The Surgeon Stereotype

“What’s the difference between God and a surgeon? God doesn’t think He’s a surgeon.”1 Jokes like these are very commonplace; they poke fun at the notion that surgeons are arrogant, overconfident, and mean.

As a fourth year medical student going into general surgery, I have been told by my classmates, residents, and attendings that I am “too nice” to go into surgery. I would awkwardly laugh it off, not showing my frustration and confusion. Why does everyone think surgeons are mean? Surely, people can’t take one bad experience and blanket it onto an entire group of people? Internally, I would immediately get defensive—it doesn’t feel good when people insult your colleagues and friends, especially without any basis.

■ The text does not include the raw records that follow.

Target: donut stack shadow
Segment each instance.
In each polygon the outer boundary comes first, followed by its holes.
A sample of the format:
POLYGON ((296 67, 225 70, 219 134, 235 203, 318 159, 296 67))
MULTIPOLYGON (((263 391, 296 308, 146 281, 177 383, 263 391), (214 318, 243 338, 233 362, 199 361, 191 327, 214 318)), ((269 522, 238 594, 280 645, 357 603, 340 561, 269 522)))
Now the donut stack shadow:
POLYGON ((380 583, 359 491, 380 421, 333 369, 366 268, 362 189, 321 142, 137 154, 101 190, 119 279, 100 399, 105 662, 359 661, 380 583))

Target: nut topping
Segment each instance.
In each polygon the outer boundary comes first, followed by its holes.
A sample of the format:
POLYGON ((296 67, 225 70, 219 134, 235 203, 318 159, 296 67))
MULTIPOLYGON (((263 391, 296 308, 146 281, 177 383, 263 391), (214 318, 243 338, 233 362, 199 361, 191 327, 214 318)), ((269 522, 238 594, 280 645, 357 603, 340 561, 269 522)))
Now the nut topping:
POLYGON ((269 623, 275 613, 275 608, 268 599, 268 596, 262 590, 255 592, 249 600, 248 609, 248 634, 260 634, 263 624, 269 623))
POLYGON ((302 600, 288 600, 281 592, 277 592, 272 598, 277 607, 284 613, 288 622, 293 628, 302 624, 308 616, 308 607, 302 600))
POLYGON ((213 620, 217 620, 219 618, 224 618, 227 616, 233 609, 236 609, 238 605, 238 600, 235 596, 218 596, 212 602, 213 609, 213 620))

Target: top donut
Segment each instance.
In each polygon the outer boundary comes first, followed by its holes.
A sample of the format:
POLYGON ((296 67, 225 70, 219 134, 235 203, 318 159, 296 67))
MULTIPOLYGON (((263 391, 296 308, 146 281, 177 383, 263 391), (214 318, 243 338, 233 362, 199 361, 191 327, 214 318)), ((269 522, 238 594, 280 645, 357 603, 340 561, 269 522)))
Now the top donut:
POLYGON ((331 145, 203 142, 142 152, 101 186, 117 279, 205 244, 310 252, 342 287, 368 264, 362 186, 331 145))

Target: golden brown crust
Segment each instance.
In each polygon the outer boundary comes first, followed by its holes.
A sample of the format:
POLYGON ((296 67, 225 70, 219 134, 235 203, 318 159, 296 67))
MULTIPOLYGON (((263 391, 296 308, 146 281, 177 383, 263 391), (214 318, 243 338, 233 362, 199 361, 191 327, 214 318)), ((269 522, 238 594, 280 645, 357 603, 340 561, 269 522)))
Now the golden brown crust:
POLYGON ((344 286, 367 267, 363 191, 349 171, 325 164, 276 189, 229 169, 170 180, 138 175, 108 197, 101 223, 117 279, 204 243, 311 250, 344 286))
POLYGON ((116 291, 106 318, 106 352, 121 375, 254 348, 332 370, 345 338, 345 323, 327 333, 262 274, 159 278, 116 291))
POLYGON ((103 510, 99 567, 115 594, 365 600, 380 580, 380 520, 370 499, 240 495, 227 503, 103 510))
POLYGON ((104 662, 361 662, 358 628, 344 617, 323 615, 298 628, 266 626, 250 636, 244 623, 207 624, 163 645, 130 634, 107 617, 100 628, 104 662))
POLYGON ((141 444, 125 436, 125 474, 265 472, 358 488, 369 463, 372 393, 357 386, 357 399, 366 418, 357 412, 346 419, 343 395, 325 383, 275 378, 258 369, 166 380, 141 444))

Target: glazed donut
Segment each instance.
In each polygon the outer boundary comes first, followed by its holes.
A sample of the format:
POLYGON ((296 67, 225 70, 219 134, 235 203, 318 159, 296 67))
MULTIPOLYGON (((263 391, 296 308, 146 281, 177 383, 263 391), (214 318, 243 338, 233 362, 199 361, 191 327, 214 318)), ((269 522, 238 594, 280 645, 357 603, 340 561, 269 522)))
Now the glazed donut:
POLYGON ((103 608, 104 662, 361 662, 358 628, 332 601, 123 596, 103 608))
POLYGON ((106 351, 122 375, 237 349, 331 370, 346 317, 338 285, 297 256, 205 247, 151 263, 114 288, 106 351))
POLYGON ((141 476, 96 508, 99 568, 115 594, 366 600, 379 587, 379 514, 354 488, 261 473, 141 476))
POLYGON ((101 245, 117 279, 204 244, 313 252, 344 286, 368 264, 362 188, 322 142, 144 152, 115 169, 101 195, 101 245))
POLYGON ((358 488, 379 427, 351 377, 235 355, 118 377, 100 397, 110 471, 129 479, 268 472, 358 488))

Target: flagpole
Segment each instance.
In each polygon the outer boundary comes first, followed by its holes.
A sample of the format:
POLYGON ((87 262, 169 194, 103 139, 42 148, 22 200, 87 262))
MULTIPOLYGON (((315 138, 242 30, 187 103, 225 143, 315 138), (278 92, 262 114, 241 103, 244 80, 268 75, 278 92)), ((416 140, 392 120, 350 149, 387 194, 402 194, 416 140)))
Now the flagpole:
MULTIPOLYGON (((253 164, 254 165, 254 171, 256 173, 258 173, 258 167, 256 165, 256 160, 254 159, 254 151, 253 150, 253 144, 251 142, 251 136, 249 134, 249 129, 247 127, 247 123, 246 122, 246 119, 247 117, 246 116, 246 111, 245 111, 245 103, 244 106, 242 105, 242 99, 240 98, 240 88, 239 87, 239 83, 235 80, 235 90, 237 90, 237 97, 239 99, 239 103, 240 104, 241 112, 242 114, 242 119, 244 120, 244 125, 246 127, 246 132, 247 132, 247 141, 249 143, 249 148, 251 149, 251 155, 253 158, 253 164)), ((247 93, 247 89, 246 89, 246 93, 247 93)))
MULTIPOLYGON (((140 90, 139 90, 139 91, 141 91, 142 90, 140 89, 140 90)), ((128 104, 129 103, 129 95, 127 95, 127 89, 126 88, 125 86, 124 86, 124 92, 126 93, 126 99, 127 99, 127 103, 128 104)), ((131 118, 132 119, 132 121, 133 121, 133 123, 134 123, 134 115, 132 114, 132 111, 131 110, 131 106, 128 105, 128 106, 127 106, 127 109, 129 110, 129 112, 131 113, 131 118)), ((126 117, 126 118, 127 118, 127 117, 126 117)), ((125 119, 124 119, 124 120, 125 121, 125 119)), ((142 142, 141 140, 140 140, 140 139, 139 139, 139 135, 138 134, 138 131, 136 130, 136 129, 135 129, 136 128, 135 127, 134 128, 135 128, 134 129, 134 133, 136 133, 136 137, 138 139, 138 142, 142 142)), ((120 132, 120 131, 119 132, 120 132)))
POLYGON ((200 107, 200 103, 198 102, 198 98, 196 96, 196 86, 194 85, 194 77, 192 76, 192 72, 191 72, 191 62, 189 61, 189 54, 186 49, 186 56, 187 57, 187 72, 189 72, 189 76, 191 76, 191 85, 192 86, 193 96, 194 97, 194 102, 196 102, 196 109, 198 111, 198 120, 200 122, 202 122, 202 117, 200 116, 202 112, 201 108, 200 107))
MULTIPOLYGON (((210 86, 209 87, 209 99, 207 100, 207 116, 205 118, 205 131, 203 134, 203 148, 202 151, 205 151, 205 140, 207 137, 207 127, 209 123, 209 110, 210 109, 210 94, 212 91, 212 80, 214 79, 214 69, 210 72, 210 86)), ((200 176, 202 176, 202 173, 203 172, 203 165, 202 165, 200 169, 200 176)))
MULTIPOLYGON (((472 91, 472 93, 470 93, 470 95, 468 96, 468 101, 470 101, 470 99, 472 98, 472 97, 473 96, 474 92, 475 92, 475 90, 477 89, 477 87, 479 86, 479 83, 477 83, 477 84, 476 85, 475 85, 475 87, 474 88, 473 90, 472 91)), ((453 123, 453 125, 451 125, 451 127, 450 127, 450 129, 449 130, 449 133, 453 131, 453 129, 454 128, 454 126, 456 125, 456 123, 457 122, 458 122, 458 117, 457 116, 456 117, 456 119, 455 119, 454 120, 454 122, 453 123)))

My experiences with surgical residents and attendings have been extremely positive, and this was a contributing factor to me deciding to pursue a surgical career. After a couple of these comments, I vowed to make every effort I could to shatter this negative stereotype of all surgeons being mean—not only to minimize this unfair view of myself and my colleagues, but also to prevent aspiring medical students from being scared or hesitant to pursue surgery.

Societal Stereotypes

Every medical specialty has some sort of “stereotype” about them. These are usually made from one medical professional to the other, in good fun. However, it seems the stereotype that surgeons are mean and arrogant is more serious, and is engrained in the minds of medical students, residents, and attendings from all specialties. It is so serious that I have had M1s to M3s ask me, “Is it true that most everyone is mean? I’m interested in surgery but maybe I should start thinking about something else.” One internal medicine attending told me, “It’s a shame you’re going into surgery and not medicine. Your personality is great.” These kind of remarks illustrated to me that there is a deeply rooted stigma in our field.

Medical students throughout the years have fueled this stereotype by exchanging “horror” stories from their surgery clerkships. Outright abusive behavior towards medical students has greatly declined, however, so why does this stereotype still exist? From discussion with my fellow medical students, it appears that surgeons are more likely than other specialists to be rude, scold students, or pay little to no attention to them. While I disagree with this, it seems the story of a few has become the story of the many. The negative stories about surgeon interactions have been propagated throughout the medical community, making surgery the most notorious specialty. People don’t need to have a bad experience anymore—it’s assumed, unless proven otherwise, that surgical residents and attending are unfriendly and mean.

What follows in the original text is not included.